Aortic tissue was removed from the ascending aorta to the ileal bifurcation and placed in freshly prepared 4% paraformaldehyde in PBS overnight at room temperature. After tissue fixation, adventitial tissue was carefully removed. The intimal surface was exposed by a longitudinal cut through the inner curvature of the aortic arch that extended down the whole length of the aortic tree. To permit the arch region to be laid out flat, the greater curvature was cut down to the level of the left subclavian artery. The tissue was laid out on a black background, and an image of the aorta was recorded.

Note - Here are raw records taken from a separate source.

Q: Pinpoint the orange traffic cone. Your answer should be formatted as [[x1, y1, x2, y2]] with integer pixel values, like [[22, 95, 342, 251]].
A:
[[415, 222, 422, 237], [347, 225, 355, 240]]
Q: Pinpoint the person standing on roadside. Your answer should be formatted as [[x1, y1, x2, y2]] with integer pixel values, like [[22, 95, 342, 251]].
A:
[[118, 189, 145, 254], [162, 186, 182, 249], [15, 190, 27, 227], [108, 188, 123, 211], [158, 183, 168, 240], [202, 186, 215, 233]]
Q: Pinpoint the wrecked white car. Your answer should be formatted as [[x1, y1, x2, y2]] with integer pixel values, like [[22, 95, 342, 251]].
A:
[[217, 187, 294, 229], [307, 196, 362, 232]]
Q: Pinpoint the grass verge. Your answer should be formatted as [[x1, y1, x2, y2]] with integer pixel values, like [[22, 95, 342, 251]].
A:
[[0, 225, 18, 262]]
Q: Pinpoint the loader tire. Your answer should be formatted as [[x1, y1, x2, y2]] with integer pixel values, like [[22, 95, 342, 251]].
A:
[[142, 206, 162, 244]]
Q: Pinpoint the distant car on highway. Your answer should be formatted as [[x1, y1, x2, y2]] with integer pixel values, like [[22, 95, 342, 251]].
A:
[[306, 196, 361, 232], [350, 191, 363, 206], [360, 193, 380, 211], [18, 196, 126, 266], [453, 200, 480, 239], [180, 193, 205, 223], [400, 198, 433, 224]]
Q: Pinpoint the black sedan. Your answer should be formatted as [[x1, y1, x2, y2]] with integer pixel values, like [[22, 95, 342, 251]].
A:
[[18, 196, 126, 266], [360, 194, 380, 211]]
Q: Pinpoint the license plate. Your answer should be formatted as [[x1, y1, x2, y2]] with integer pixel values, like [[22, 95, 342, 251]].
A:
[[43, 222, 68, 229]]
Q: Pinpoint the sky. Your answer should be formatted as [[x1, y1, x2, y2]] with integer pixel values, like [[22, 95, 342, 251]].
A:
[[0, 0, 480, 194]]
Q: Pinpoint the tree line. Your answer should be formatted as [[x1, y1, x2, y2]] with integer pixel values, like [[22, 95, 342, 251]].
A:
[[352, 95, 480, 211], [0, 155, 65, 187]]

To quantify the extent of intimal surface covered by grossly discernible lesions, image analysis was performed with SigmaScan (SPPS Inc., Chicago, Illinois, USA). The extent of atherosclerotic lesions was quantified in the arch, thorax, and abdominal regions. The regions were defined as follows: (a) arch, from the ascending arch to 4 mm distal to the left subclavian artery; (b) thorax, from the arch to the last intercostal artery branch; and (c) from the thorax to the branch of the ileal bifurcation. The percent of intimal area covered by lesions was quantified by two observers. There was routinely less than a 5% difference between the determinations of the two observers.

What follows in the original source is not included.